Essex Brownell uses a hub and spoke network to handle its 21 locations. Its main distribution center and one of its fabrication plants occupies approximately 300,000 square feet at its headquarters in Fort Wayne, Ind. The other fabrication plant is in Torreon, Mexico. Regional hubs are in Philadelphia and Ontario, Calif., each of which is approximately 50,000 square feet. The remaining locations are branch offices. It contracts with trucking companies to ship its products to customers.
Essex Brownell uses enterprise resource planning and customer relationship management software to keep its performance high. “On any given week, 70 to 80 percent of our orders will be shipped out the same day,” Pennington maintains. “We have achieved over the last couple years 97 percent on-time delivery performance against customer expectations while at the same time reducing internal handoffs by 40 percent. That’s really been through a combination of process improvements and technical improvements across the business to be able to respond faster to the customer, which is going to make us win. On the Essex Active fabrication side of the business, we’ve reduced lead-times by 50 percent for most of the key product lines in the business.”
The company also is reducing freight costs with its new transportation management system. “We track freight costs by customer and by SKU essentially across all of our deliveries,” Pennington notes. “We’re tying that freight cost ultimately into the profit margin for each product and line. We’re looking to minimize cost and maximize the recovery we get on that freight. For a business like ours, we’re often charging freight back to the customer to minimize the cost between the two.”
Essex Brownell has hired a demand planner. “We’ve beefed up our demand forecasting resources so we can be better at forecasting local needs,” Pennington says. “The more you can consolidate inventory, the less you’ll pay in inventory carrying cost and in freight.” He estimates the company’s inventory averages five turns annually.
The company also is working to reduce internal handoffs in which customers are passed from department to department when seeking technical information or a quote for an order. “Because we’re taking so many calls across such a diverse customer base with so many suppliers, it’s easy to pass a customer with a question to two or four departments between pricing and marketing and different sales functions,” Pennington concedes. “What we’ve tried to do is put the right information in the hands of the right people.”
Usually, this is in the hands of one of the company’s 40 inside sales representatives in one of the company’s sales offices in Fort Wayne, Denver, Memphis, Philadelphia or Tempe, Ariz.

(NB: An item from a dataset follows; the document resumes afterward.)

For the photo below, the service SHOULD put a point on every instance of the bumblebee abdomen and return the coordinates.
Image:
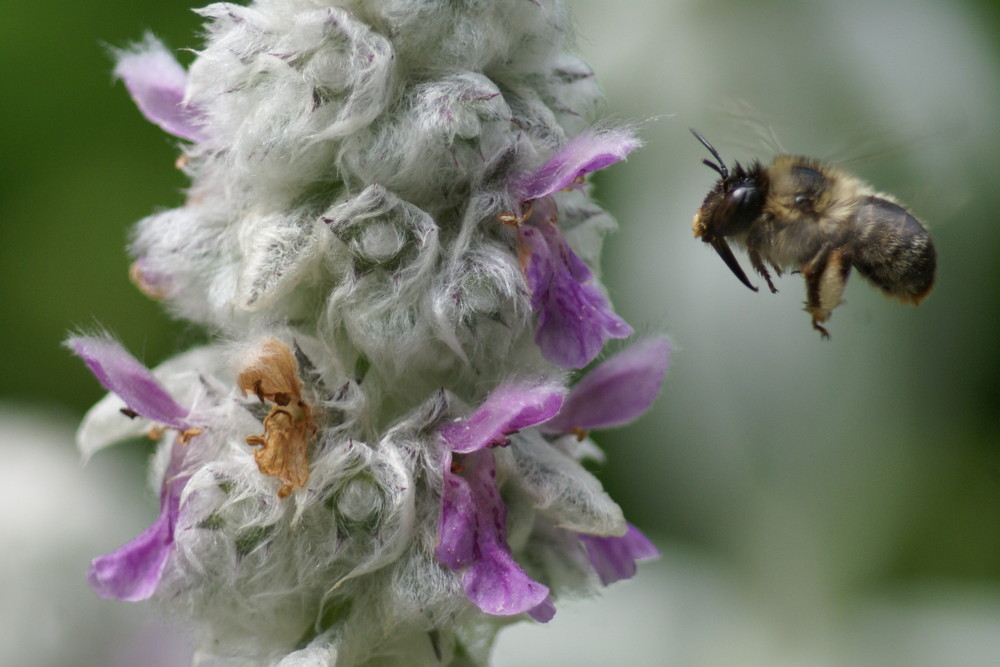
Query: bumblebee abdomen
(893, 250)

With the company’s advanced phone capabilities, customers can be transferred across the company’s entire network.
With 200 suppliers and 5,000 customers in every industrial end market, Essex Brownell has been using its software to examine value-based pricing. “It has been very instructive for us this year to go through a process of breaking down that ultimate profit margin by customer, product line, supplier and market segment to look at places where sometimes we’re probably not charging enough for the service we’re offering, and at other times we’re charging too much,” Pennington says.
“What we’re trying to do as an organization is get to the place where we’re charging customers for the services and products that they want,” he continues. “We’re trying to match that service to the price and do that in a way that ultimately is fair and transparent and mutually beneficial. Our big push going forward is to take that value-based methodology and put it in the hands of people who are quoting on the spot. We’re matching price to value.”
The speed of quotes is how Essex Brownell measures the effectiveness of its efforts. “If we can respond within that same day as opposed to pushing that to two days, then our win rate goes up on the order of 30 percent,” Pennington maintains.